AAPOR Task Force Report on Data Quality Metrics for Online Samples

SSRS Chief Methodologist, Cameron McPhee, is Chair of the AAPOR Task Force, and Mickey Jackson, SSRS Director of Data Science Innovation, is also on the Task Force

AAPOR is pleased to announce the release of the new task force report entitled “Data Quality Metrics for Online Samples: Considerations for Study Design and Analysis”.

This report examines the characteristics of online survey panels and provides approaches for evaluating the panel methodologies and the sample-quality, and the inferential integrity of the resulting survey estimates.

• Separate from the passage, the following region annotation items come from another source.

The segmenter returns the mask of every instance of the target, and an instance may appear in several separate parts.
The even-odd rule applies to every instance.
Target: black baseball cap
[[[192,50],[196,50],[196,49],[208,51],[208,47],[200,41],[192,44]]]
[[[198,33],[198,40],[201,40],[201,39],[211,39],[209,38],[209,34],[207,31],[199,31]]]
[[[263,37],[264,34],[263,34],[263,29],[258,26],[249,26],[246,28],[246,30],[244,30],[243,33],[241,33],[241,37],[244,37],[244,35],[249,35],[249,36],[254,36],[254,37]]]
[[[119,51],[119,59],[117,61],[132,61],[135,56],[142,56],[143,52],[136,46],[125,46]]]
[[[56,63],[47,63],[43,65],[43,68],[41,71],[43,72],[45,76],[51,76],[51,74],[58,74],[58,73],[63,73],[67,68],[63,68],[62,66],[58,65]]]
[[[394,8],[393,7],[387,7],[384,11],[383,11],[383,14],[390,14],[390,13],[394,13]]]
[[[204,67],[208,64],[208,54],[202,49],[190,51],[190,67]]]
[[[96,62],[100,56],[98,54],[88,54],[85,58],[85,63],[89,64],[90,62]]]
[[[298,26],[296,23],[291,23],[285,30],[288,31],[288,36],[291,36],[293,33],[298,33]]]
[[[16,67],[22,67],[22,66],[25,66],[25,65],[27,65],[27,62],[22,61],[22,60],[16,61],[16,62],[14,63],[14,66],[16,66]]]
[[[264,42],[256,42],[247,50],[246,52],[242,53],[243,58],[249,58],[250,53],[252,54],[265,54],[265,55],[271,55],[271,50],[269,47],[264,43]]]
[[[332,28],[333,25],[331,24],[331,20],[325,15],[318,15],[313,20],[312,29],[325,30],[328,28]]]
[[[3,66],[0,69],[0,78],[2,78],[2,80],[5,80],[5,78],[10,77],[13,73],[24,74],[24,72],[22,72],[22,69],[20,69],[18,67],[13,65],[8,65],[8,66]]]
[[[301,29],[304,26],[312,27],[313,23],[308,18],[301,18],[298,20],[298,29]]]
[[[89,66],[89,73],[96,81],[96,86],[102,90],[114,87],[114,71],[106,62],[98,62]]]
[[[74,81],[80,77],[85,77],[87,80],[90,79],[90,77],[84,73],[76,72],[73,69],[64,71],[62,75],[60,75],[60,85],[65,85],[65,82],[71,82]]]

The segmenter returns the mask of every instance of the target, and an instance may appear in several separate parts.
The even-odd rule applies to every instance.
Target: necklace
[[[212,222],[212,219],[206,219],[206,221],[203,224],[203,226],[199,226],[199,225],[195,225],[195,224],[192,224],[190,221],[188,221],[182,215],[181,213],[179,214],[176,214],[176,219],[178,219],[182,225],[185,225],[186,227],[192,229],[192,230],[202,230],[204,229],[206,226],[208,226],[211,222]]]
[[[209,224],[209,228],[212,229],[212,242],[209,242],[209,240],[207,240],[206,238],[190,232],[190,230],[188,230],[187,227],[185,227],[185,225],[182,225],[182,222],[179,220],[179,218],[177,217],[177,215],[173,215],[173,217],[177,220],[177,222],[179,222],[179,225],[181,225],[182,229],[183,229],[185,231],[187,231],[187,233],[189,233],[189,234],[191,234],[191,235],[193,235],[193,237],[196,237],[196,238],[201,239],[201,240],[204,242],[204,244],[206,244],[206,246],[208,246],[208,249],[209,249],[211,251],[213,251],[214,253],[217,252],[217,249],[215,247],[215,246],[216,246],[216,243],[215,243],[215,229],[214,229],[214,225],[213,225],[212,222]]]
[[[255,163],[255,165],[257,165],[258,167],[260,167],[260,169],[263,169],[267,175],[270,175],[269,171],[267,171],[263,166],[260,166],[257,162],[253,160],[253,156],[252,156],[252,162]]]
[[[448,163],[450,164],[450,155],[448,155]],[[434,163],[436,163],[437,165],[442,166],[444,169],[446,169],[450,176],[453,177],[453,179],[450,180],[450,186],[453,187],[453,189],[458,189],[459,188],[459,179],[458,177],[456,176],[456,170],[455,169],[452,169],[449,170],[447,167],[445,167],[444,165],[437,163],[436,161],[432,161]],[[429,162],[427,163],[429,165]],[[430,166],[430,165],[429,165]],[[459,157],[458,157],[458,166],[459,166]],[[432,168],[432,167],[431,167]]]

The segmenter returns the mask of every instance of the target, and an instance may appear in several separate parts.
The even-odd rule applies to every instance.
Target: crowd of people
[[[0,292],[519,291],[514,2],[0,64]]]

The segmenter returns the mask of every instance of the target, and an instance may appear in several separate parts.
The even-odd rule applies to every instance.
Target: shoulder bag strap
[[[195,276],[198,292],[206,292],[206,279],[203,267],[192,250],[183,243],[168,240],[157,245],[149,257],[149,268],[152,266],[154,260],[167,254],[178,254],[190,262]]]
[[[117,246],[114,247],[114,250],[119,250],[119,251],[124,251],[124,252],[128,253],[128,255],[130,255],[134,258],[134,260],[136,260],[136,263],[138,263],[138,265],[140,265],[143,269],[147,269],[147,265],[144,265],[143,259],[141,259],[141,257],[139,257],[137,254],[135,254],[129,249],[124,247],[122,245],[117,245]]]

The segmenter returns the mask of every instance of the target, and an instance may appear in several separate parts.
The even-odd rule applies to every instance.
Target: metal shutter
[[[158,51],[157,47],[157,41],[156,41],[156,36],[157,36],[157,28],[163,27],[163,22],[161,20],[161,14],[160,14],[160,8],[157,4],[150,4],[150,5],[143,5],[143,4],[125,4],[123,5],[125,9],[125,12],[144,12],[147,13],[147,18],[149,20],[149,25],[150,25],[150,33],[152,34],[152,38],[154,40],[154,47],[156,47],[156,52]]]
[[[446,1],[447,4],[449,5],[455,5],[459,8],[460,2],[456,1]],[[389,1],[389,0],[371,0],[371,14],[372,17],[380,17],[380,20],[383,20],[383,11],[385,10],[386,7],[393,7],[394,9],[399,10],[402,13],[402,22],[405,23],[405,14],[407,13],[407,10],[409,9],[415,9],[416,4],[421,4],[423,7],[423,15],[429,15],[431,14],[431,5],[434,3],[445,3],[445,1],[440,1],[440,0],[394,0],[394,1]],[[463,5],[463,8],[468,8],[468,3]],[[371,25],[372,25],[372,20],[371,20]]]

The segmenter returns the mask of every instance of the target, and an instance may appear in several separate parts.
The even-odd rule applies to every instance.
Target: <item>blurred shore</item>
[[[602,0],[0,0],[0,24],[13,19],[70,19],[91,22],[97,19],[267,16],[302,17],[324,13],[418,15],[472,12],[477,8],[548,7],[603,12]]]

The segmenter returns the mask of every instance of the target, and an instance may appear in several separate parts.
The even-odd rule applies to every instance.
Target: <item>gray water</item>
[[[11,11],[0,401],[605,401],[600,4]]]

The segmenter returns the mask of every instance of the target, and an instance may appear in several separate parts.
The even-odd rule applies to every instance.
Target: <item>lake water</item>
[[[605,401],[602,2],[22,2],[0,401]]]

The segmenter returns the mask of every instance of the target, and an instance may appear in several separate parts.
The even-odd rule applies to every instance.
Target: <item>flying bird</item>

For almost a century, the public opinion and survey research community has been relying on the statistical procedures developed by Neyman (1936) for producing measurable inferences when only a small sample of the target population is observed, albeit under specific requirements. Key among such requirements includes access to a complete sampling frame from which units could be selected with known probabilities. In practice, however, it has become exceedingly difficult to fulfill these requirements and for many reasons, including cost and feasibility, researchers have increasingly relied on pragmatic sampling alternatives.

The goal of this report is to provide audiences who have a basic understanding of survey methodology with an overview of the various types of online survey sampling methodologies currently being employed by survey researchers and major survey firms. Specifically, the report provides an overview of the landscape of online survey data collection, focusing mainly on probability and nonprobability online panels. It discusses how alternative methodologies for initial recruitment, decisions around panel freshening, respondent attrition, and missing data may impact sampling and data quality. The report outlines some ways to assess the quality of online samples, including well-known measures such as cumulative response rates and cooperation rates, as well as newer metrics that can be applied to online samples to evaluate representativeness and inferential reliability.

Specifically, the Task Force Report aims to:

  1. Develop a clear, concise, updated explanation of survey sample sources for online panels.
  2. Describe the representativeness and fitness for use of common sampling strategies that providers use to construct and replenish online panels.
  3. Assess coverage error of online panels, including systematic error related to recruitment methods, self-selection, and coverage of internet non-users.
  4. Propose alternative metrics of sample quality, beyond completion rates and cumulative response rates that measure the underlying representativeness and utility of online samples.
  5. Discuss whether sample quality metrics developed for use with probability-based panels can be applied to samples from panels that do not recruit using probability-based methods.

Discuss the application of AAPOR’s Code of Ethics’ reporting guidelines to studies using online panels and outline important issues regarding methodological transparency.